MAP RESULTS OF CENTERHASH AND ITS VARIANTS (WITH BEST RESULTS SHOWN IN BOLDFACE).

Task	Method	ADNI1				ADNI2				AIBL
		k = 16	k = 32	k = 64	k = 128	k = 16	k = 32	k = 64	k = 128	k = 16	k = 32	k = 64	k = 128
M → P	CenterHash-G	0.4098	0.3848	0.3857	0.3902	0.4371	0.4092	0.4142	0.4046	0.5896	0.5872	0.5794	0.5713
	CenterHash-W	0.5519	0.5433	0.5311	0.5359	0.5933	0.5719	0.6012	0.5760	0.6239	0.6105	0.6043	0.5977
	CenterHash-C	0.5624	0.5292	0.5347	0.5568	0.6191	0.5844	0.5980	0.6039	0.6185	0.6029	0.5994	0.6136
	CenterHash	0.5855	0.5598	0.5663	0.5818	0.6463	0.6164	0.6363	0.6278	0.6430	0.6361	0.6380	0.6371
P → M	CenterHash-G	0.3864	0.3828	0.3621	0.3700	0.4236	0.3972	0.3735	0.3944	0.5898	0.5781	0.5850	0.5771
	CenterHash-W	0.5076	0.4614	0.4537	0.4546	0.4575	0.4775	0.4694	0.4642	0.5849	0.5875	0.5931	0.5863
	CenterHash-C	0.5103	0.4600	0.4517	0.4623	0.4453	0.4608	0.4731	0.4517	0.6038	0.5914	0.5843	0.5889
	CenterHash	0.5312	0.4837	0.4989	0.4826	0.4835	0.4970	0.5131	0.4838	0.6251	0.6105	0.6303	0.6295

From Table III, we can see that CenterHash outperforms CenterHash-G in most cases.
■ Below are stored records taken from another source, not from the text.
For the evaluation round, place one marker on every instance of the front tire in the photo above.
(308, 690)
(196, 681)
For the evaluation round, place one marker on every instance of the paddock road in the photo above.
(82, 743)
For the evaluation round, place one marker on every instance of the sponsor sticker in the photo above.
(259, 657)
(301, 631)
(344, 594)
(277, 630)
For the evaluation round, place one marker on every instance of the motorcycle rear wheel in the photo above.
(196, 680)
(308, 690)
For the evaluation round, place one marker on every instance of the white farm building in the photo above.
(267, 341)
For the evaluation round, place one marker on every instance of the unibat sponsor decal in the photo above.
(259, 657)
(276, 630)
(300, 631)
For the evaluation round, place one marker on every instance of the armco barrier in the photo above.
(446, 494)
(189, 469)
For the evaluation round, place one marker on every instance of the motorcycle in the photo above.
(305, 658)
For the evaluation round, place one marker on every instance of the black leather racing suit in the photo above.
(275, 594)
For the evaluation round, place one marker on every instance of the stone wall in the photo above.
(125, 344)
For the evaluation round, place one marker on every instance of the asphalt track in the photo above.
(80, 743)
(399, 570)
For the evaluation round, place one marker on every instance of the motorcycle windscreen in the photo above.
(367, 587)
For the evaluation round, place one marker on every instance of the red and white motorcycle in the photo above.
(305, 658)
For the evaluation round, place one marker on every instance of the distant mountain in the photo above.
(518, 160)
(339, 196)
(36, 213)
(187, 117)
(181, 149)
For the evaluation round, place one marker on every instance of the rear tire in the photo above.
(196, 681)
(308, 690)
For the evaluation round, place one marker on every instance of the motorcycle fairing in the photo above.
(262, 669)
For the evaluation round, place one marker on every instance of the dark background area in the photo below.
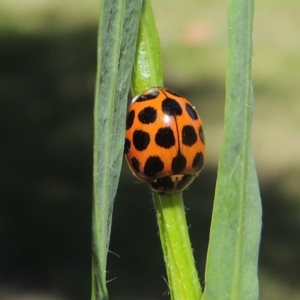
(46, 95)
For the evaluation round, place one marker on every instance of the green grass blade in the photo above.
(147, 71)
(231, 270)
(118, 28)
(182, 274)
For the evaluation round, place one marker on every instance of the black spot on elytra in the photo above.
(135, 164)
(201, 135)
(171, 107)
(149, 96)
(141, 140)
(178, 163)
(189, 135)
(198, 161)
(165, 137)
(126, 146)
(172, 93)
(191, 111)
(148, 115)
(130, 119)
(153, 165)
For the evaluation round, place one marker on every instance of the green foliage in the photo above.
(173, 230)
(147, 70)
(231, 270)
(118, 28)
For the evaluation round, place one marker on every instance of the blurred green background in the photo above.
(47, 75)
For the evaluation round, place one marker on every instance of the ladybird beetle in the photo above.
(164, 140)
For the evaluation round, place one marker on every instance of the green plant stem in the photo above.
(182, 274)
(147, 70)
(232, 259)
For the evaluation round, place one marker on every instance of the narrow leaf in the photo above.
(231, 270)
(118, 29)
(147, 71)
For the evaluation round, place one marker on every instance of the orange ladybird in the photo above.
(164, 140)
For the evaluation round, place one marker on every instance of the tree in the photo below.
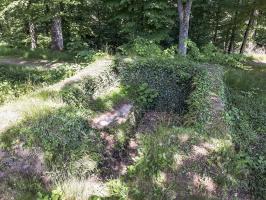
(184, 11)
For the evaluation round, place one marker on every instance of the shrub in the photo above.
(141, 47)
(165, 81)
(85, 56)
(83, 92)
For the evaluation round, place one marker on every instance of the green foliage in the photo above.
(206, 85)
(36, 54)
(63, 135)
(246, 97)
(211, 54)
(85, 56)
(84, 92)
(168, 78)
(141, 47)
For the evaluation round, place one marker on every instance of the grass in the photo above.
(45, 54)
(172, 161)
(16, 81)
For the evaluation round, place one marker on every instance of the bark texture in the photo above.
(231, 47)
(250, 25)
(184, 11)
(57, 35)
(33, 37)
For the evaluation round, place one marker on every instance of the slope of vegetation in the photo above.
(132, 100)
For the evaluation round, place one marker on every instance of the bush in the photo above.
(211, 54)
(83, 92)
(85, 56)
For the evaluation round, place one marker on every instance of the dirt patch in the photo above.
(152, 119)
(30, 63)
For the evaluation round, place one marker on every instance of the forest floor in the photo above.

The underlying reason is that CenterHash-G, which is only trained on two categories, cannot capture the data distribution well, resulting in poor generalizability. This also demonstrates the necessity of training models on all three categories. Besides, the performance of CenterHash-G on AIBL is generally better than those on ADNI1 and ADNI2. This may be because AIBL contains less MCI images (compared to ADNI1 and ADNI2), so only using AD and NC images for model training has less impact on AIBL. Moreover, the results also show that CenterHash can outperform CenterHash-W by substantially large margins of 3.280%/2.978%, 4.610%/2.720% and 2.945%/3.590% in terms of the average MAP for cross-modal retrieval tasks ”M → P” and ”P → M” on ADNI1, ADNI2, and AIBL, respectively. The possible reason is that CenterHash-W (using the standard contrastive likelihood loss) neglects the class imbalance problem, and may degrade the retrieval performance. In contrast, CenterHash with the proposed weighted contrastive likelihood can re-weight training pairs according to class importance, providing a flexible solution for the data imbalance problem. Furthermore, we can also obtain that with the proposed center prior, CenterHash outperforms CenterHash-C by substantial margins of 2.758%/2.803%, 3.035%/3.663%, and 2.995%/3.175% in terms of the average MAP in the tasks ”M → P” and ”P → M” on ADNI1, ADNI2, and AIBL, respectively. This implies that encouraging hash codes from different modalities to be close to the common class centers (as we do in CenterHash) can potentially enhance the inter-class difference and mitigate the inter-modal discrepancy, thus boosting the search performance.

V. Conclusion

This paper presents CenterHash for multi-modal neuroimage retrieval. Specifically, the proposed CenterHash formulates the hash code learning problem in a Bayesian learning framework, where a center prior is proposed to explicitly encourage hash codes of the same class from different modalities to be close. Besides, a weighted contrastive likelihood loss function is also developed to address the imbalanced data problem. Comprehensive empirical evidence suggests that our CenterHash yields state-of-the-art cross-modal retrieval performance on three multi-modal neuroimage datasets. As the future work, it is interesting to incorporate the relevance feedback [52] into our framework to further improve the search performance of information retrieval systems.